Le premier triomphe de Satan, après celui qu'il avait remporté dans le paradis terrestre, fut d'allumer la jalousie au cœur de Caïn, de lui faire accomplir un meurtre odieux, et ensuite d'inspirer à ses lèvres cette superbe et dédaigneuse réponse adressée à Dieu lui-même, lorsque Dieu lui demanda compte du sang innocent d'Abel : « Est-ce que je sais, moi, ce qu'est devenu mon frère, et suis-je son gardien ? »
Mais, ô perfidie, celui qui a exalté l'âme du criminel jusqu'à la perpétration de l'homicide, qui l'a rendue insolente jusqu'au dédain de Dieu, l'abandonne subitement à sa faiblesse, et ne lui montre pour refuge que l'impénitence dans le désespoir : « Mon iniquité est trop grande, dit Caïn, pour que vous me la pardonniez ; chassez-moi de devant votre face, comme je l'ai mérité ; mais que devenir ? J'ai peur de mourir victime à mon tour. »
Première race maudite : l'habitude du crime s'y perpétua : Lamech, le cinquième descendant de Caïn, surpassant son auteur, commit deux homicides, puis, saisi de la même peur, il maudit soixante-dix fois sept fois celui qui les vengerait sur lui-même. Le mépris ou du moins l'oubli de Dieu n'y demeura pas moins héréditaire, et par elle se propagea dans les autres branches de la famille humaine, au point qu'Enos, fils de Seth, fils d'Adam, fut obligé d'instituer un culte public, pour rappeler aux hommes la mémoire de leur Créateur.
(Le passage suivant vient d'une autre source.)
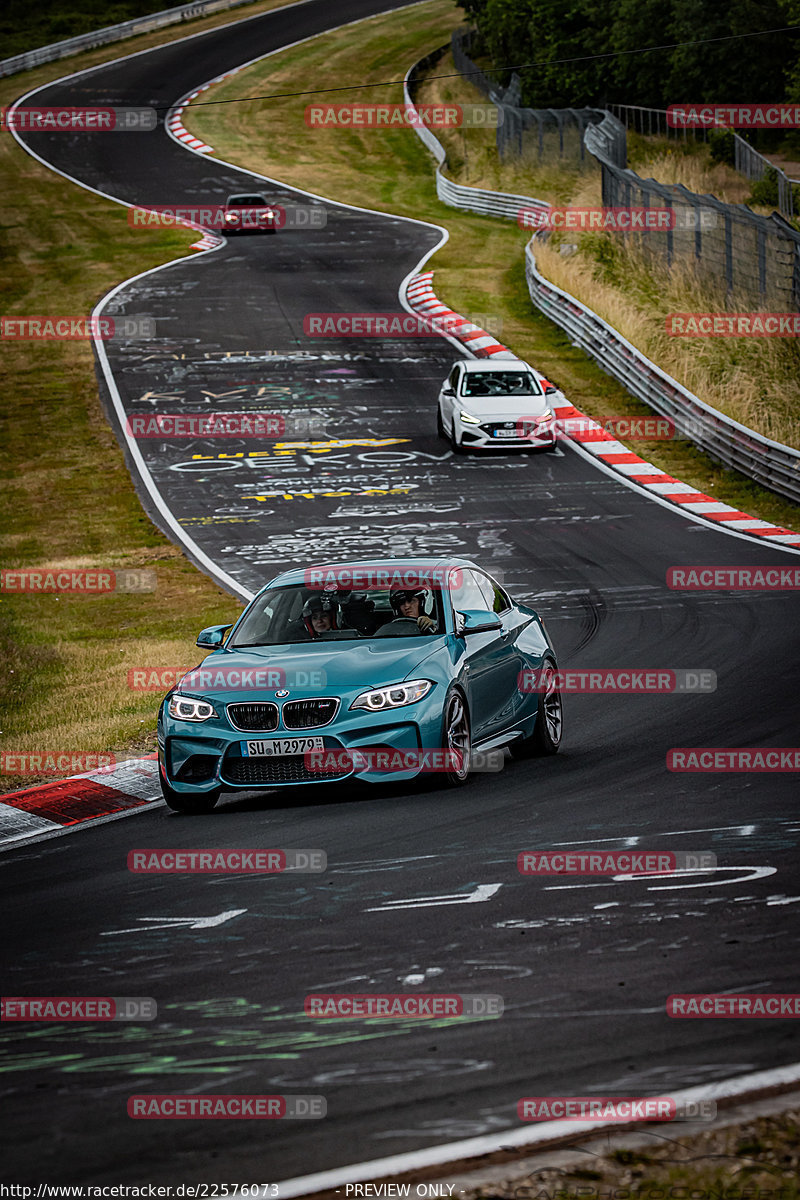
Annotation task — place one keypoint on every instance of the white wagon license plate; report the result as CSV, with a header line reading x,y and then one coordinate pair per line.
x,y
266,748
Mais Satan se préparait un triomphe plus universel et plus magnifique : la destruction de la race humaine tout entière, par suite de la corruption générale des moeurs, et spécialement de la propagation d'un vice odieux. Lorsqu'il n'y eut plus qu'un seul juste dans l'univers, Dieu résolut en effet de noyer la terre dans les eaux du déluge, à l'exception de ce seul juste, qui devait repeupler le monde d'une seconde race d'hommes, peut-être aussi peu sages, mais moins universellement débauchés et criminels.
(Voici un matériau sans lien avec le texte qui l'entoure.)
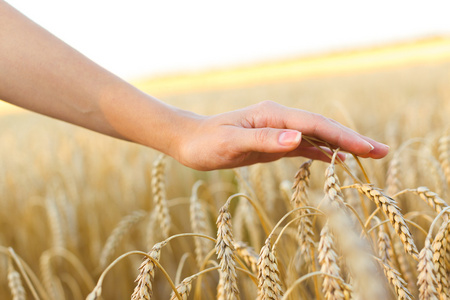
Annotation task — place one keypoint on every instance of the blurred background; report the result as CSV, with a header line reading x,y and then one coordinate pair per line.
x,y
379,67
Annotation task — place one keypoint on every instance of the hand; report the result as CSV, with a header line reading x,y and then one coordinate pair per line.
x,y
266,132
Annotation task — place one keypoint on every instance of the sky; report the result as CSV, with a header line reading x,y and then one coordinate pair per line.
x,y
141,38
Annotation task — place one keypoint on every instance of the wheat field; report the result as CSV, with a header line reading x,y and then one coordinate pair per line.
x,y
85,216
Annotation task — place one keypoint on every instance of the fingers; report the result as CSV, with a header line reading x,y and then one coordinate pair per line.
x,y
266,140
271,114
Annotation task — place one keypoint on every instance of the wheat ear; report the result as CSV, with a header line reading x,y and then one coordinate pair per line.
x,y
390,208
144,287
159,195
440,248
117,235
15,283
444,155
331,287
426,280
397,282
198,224
269,286
431,198
227,288
305,233
248,254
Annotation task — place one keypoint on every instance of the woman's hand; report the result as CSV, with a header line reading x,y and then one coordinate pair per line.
x,y
266,132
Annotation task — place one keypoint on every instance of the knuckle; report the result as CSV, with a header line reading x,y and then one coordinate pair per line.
x,y
262,135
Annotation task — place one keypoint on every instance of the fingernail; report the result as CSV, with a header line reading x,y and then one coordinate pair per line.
x,y
288,138
368,144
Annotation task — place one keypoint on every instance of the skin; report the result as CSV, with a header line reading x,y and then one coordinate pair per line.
x,y
41,73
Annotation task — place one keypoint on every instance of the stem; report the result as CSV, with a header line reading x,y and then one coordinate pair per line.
x,y
287,225
14,256
304,277
287,215
265,223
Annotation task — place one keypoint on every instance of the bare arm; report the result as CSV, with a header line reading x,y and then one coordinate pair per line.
x,y
41,73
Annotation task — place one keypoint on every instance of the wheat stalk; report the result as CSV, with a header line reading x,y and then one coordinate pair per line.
x,y
431,198
444,155
397,282
159,195
15,283
439,247
248,254
227,289
299,198
269,286
144,287
390,208
331,287
198,224
117,235
426,280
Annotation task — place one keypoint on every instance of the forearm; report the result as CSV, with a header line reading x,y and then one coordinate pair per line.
x,y
41,73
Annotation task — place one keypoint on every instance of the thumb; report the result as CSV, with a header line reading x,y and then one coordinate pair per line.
x,y
268,140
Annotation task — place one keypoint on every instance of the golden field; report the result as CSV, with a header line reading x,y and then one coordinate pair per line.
x,y
74,201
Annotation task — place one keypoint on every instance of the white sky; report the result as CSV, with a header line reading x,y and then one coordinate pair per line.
x,y
135,38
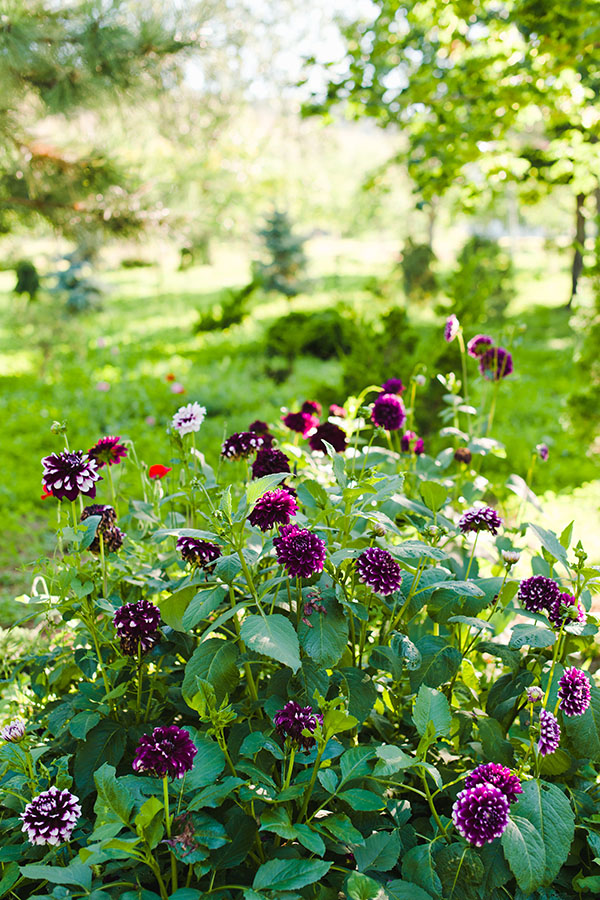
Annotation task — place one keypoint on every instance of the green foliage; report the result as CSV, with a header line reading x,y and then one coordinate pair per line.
x,y
482,284
285,261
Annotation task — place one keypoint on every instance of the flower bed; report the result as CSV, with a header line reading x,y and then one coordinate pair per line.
x,y
310,671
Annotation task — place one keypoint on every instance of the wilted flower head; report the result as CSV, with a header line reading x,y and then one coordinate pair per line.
x,y
273,508
538,593
167,751
13,732
312,407
566,609
392,386
293,719
534,694
108,451
379,569
198,552
189,418
269,462
388,412
241,444
301,422
574,692
542,451
463,454
137,626
549,733
478,345
511,557
67,475
480,814
300,551
331,433
495,363
480,518
158,471
500,776
51,817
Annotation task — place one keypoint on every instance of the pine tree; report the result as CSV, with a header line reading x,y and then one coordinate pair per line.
x,y
286,259
62,60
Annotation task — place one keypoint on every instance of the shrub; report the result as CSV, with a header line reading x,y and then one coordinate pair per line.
x,y
482,285
341,703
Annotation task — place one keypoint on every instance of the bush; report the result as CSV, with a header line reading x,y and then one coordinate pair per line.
x,y
482,285
340,707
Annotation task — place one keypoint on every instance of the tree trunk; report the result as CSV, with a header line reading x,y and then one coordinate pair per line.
x,y
577,266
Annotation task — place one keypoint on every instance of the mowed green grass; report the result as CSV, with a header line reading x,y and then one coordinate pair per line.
x,y
51,365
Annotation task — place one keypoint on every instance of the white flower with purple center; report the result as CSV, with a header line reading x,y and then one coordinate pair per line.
x,y
189,418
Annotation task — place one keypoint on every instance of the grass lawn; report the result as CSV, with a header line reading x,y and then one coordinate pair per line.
x,y
54,366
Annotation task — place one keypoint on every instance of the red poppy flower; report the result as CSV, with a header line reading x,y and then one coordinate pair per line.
x,y
158,471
Le déluge ! combien de savants prétendus, étayés de systèmes qu'ils croyaient selon la science, et qui n'étaient que le fruit d'une science illusoire, c'est-à-dire satanique, n'ont pas souri à ce mot ! C'était, disaient-ils, un événement tout naturel, une des grandes époques de la nature, une révolution nécessaire, accomplie longtemps avant la création de l'homme. Mais que dire maintenant, après que de nombreux ouvrages travaillés de la main de l'homme et de nombreux débris humains ont été trouvés dans les décombres entassés par le déluge ? Et ces grands savants, qui puisaient leurs renseignements partout ailleurs que dans la science divine, et qui nous expliquaient si bien comment le déluge avait dû finir aussi naturellement, et comment la terre avait pu reverdi après ce bain d'une année dans l'eau bouillante sortie de ses entrailles.
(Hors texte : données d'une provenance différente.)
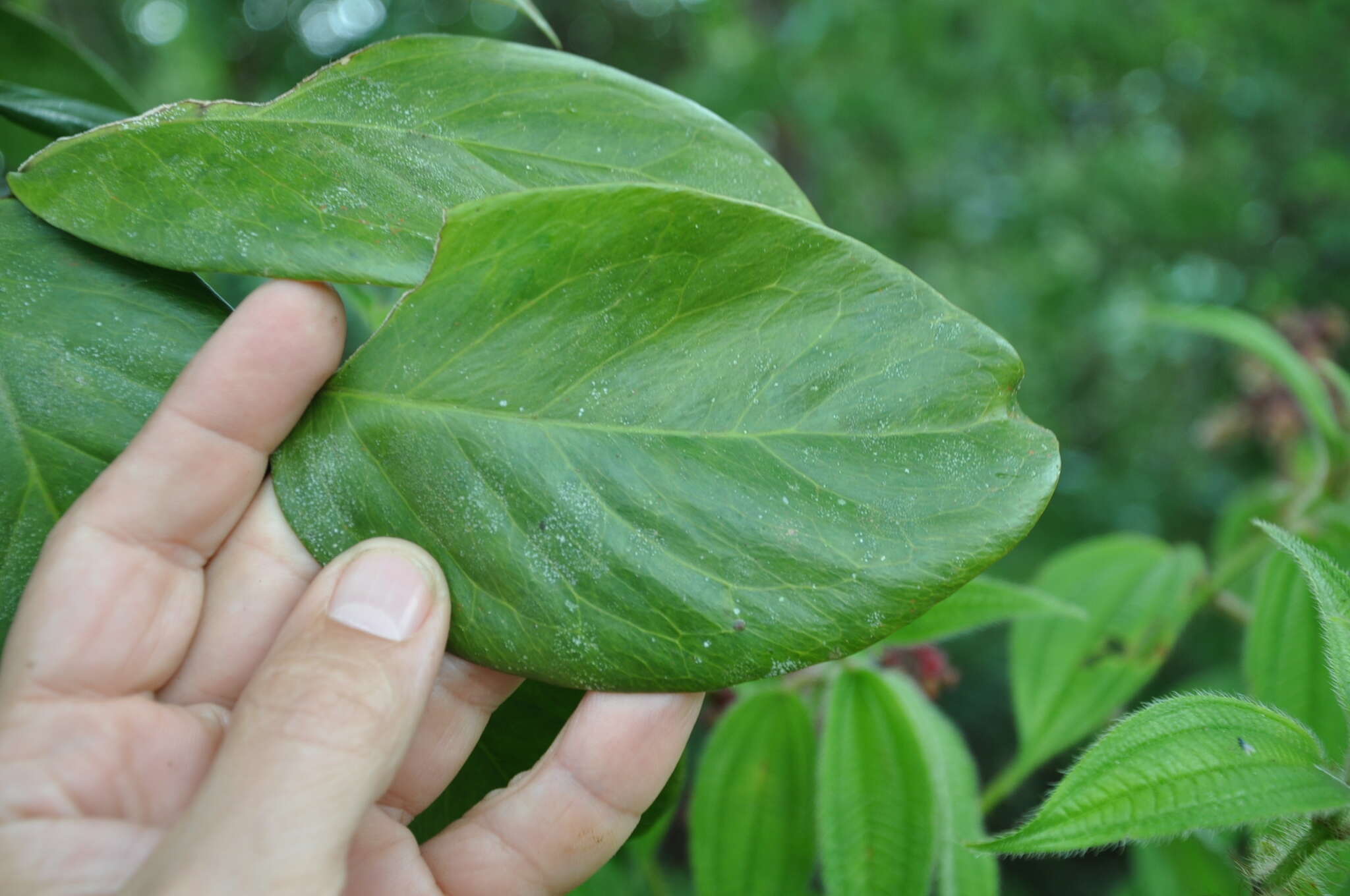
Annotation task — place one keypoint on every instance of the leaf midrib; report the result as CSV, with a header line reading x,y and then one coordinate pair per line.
x,y
432,404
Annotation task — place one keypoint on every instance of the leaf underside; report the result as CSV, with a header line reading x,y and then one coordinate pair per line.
x,y
90,342
347,176
662,440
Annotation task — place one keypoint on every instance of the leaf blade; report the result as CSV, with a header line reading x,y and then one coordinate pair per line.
x,y
51,114
759,763
1283,654
1070,677
959,871
631,528
1192,762
36,54
347,176
875,795
90,346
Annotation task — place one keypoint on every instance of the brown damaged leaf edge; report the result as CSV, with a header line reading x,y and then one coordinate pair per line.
x,y
346,176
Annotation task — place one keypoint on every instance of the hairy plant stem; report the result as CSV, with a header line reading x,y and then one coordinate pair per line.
x,y
1324,830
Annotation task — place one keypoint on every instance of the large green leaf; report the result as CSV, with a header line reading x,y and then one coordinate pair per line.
x,y
663,440
51,114
1071,675
1283,656
959,871
752,814
1186,763
1330,586
347,177
979,603
90,342
34,54
875,793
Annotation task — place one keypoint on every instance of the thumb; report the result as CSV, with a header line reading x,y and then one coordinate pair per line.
x,y
320,729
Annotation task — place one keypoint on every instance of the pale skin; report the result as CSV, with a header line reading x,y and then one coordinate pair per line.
x,y
191,705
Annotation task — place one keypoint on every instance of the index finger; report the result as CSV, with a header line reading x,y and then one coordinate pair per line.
x,y
114,601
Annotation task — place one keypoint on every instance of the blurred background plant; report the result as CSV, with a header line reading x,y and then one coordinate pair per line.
x,y
1056,168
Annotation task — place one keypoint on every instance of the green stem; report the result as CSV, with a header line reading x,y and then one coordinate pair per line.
x,y
1322,831
1315,488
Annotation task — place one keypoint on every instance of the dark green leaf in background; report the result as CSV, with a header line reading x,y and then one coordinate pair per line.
x,y
90,342
875,795
347,177
986,601
51,114
959,871
666,440
34,54
1283,655
1191,866
1177,766
1071,675
752,813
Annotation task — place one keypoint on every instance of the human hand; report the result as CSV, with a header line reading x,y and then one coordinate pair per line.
x,y
189,705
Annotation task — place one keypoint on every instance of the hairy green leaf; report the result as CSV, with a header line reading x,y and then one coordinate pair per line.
x,y
874,794
752,813
90,342
1071,675
532,13
660,439
51,114
1330,586
347,176
33,53
986,601
1252,333
1185,763
1283,656
956,798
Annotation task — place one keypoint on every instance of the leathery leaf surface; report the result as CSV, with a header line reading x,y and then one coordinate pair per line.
x,y
346,177
662,439
90,342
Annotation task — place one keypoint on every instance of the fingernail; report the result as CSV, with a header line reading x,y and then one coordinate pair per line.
x,y
384,594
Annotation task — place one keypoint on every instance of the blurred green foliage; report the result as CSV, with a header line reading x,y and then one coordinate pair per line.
x,y
1053,166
Satan a triomphé ; Dieu, dans un acte de justice que l'Écriture appelle du  nom de repentance d'avoir créé l'homme, a changé la face de la terre et détruit la race coupable. Il ne reste plus qu'un germe de l'humanité, huit personnes seulement. Le monde va se repeupler, mais Satan va recommencer son œuvre.
Noé, le père des races futures, tombe dans un piège, dans une grande faute peut-être : il boit du vin jusqu'à l'ivresse. Dans cet état, deux de ses fils le respectent et le protègent, le troisième le raille et l'insulte.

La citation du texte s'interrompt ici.